To understand how to use a Promise, you have to understand its states. A Promise is basically a state machine that can only be in one of three phases:

  1. Pending: The initial state. The operation has started, but hasn't finished yet. The IOU is in your hand.

  2. Fulfilled (or Resolved): The operation was successful. The Promise now holds the data you asked for.

  3. Rejected: The operation failed. The Promise now holds an error message explaining what went wrong.

Diagram Idea: Promise Lifecycle Flow

[ Pending ] 
    │
    ├── (Success) ──> [ Fulfilled ] ──> Triggers .then()
    │
    └── (Failure) ──> [ Rejected ]  ──> Triggers .catch()

Crucially, once a Promise is fulfilled or rejected, it is considered "settled." It can never change its state again.


Handling Success and Failure

Let’s look at how we actually interact with a Promise. We use two primary methods built into the Promise object: .then() for success, and .catch() for failure.

Imagine we have a function called fetchUser() that returns a Promise.

const userPromise = fetchUser('alice'); 

userPromise
    .then((user) => {
        // This runs only if the promise is Fulfilled
        console.log("Got the user:", user.name);
    })
    .catch((error) => {
        // This runs only if the promise is Rejected
        console.error("Something went wrong:", error);
    });

Notice the readability improvement instantly. We ask for the user. Then, we log the user. Catch any errors. It reads like standard English.

The Magic of Promise Chaining

The true power of Promises isn't just a slightly cleaner syntax for a single task. The real magic is how they handle sequences of tasks.

Every time you call .then() on a Promise, it returns a brand new Promise.

This completely solves the nested callback problem. Instead of indenting our code further and further to the right, we can chain our asynchronous actions flatly, moving downward.

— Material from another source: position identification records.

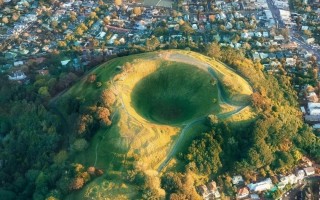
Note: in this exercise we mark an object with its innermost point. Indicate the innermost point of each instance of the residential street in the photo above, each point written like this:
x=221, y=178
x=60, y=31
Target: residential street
x=293, y=34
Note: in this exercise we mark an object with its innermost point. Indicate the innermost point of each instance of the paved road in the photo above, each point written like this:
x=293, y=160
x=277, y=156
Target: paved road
x=294, y=35
x=296, y=193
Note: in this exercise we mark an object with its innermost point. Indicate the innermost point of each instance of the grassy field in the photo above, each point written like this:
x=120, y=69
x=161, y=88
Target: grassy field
x=156, y=98
x=235, y=87
x=176, y=92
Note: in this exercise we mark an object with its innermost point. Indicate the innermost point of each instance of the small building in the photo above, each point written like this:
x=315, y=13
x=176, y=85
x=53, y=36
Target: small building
x=65, y=62
x=261, y=186
x=312, y=97
x=316, y=126
x=309, y=171
x=314, y=108
x=203, y=191
x=254, y=197
x=243, y=193
x=17, y=76
x=17, y=63
x=212, y=186
x=300, y=174
x=303, y=110
x=237, y=180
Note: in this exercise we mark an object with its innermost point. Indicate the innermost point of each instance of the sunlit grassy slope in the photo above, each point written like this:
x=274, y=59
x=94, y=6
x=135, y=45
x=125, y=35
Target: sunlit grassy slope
x=138, y=133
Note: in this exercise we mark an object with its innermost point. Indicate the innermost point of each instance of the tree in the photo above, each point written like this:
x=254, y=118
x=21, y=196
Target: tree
x=80, y=145
x=103, y=115
x=93, y=15
x=152, y=43
x=43, y=91
x=92, y=78
x=118, y=2
x=62, y=43
x=213, y=50
x=54, y=24
x=60, y=157
x=308, y=33
x=108, y=98
x=77, y=183
x=15, y=16
x=5, y=20
x=137, y=11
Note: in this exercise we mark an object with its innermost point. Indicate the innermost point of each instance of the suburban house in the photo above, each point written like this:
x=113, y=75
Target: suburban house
x=209, y=191
x=17, y=76
x=237, y=180
x=243, y=193
x=261, y=186
x=300, y=174
x=312, y=97
x=309, y=171
x=314, y=108
x=285, y=180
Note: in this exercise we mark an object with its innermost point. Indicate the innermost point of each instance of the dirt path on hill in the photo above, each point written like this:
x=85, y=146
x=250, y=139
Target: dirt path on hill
x=177, y=57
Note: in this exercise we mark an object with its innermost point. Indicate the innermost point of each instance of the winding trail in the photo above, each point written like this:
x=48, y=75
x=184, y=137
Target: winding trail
x=222, y=99
x=179, y=57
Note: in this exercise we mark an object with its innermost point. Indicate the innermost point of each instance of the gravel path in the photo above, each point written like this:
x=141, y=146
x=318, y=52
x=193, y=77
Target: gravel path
x=222, y=99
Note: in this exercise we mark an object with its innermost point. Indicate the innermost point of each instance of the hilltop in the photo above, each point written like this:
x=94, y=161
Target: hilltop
x=161, y=100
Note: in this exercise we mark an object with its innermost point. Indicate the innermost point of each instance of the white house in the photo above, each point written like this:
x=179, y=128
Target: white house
x=17, y=76
x=237, y=179
x=300, y=174
x=314, y=108
x=18, y=63
x=310, y=40
x=309, y=171
x=285, y=180
x=261, y=186
x=65, y=62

Let's rewrite our messy callback example from the beginning of this post, assuming our functions now return Promises instead of taking callbacks:

getUser('alice')
    .then((user) => {
        // Return a new Promise for the next step
        return getPosts(user.id);
    })
    .then((posts) => {
        // Return another Promise
        return getComments(posts[0].id);
    })
    .then((comments) => {
        console.log("Finally got the comments:", comments);
    })
    .catch((error) => {
        // A single catch handles errors from ANY of the promises above!
        console.error("The chain failed somewhere:", error);
    });

Diagram Idea: Callback vs Promise Comparison

Callbacks:                      Promises:
Task 1                          Task 1
  ↳ Task 2                      ↓
      ↳ Task 3                  Task 2
          ↳ Task 4              ↓
                                Task 3

This is a massive architectural shift.

  1. Vertical growth: The code reads top-to-bottom, mimicking how our brains process logical steps.

  2. Centralized error handling: We no longer need if (error) checks at every step. If getUser fails, JavaScript skips all the .then() blocks and drops straight down to the .catch(). If getPosts fails, same thing. One error handler protects the entire chain.

The Takeaway

Promises didn't change what JavaScript was doing under the hood. The browser is still using the event loop and handling tasks in the background.

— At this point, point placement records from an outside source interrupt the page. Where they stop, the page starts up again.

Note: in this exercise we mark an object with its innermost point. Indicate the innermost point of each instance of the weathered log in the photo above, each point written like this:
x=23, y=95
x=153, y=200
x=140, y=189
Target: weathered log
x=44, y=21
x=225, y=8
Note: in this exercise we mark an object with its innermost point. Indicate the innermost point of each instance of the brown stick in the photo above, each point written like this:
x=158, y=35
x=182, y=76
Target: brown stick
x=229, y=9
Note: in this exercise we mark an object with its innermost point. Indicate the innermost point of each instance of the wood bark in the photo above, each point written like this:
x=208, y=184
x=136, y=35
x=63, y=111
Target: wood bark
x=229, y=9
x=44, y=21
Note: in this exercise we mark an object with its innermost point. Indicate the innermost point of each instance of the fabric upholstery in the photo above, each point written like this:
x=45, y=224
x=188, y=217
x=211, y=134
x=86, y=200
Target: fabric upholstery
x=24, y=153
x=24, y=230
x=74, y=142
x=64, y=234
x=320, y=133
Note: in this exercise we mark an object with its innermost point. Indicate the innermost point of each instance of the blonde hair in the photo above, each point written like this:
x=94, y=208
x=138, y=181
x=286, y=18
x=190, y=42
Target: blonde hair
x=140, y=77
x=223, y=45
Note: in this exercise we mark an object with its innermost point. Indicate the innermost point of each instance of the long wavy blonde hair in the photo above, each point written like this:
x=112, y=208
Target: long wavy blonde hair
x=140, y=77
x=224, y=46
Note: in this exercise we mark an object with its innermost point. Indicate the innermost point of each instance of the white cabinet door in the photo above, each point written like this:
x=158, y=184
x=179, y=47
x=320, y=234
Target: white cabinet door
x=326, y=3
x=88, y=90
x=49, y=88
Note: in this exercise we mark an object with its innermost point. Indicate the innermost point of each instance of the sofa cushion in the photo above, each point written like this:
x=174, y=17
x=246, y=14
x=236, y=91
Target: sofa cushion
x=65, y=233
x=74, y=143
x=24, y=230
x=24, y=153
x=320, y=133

What Promises changed was the developer experience. By wrapping an asynchronous operation inside a reliable, predictable object, JavaScript gave us a way to reason about time-delayed data as if it were synchronous.

If you understand how to chain .then() and .catch(), you understand the foundation of modern asynchronous JavaScript. And even better, you are perfectly positioned to understand async/await—the syntactic sugar that makes Promises even easier to read. But that is a post for another day.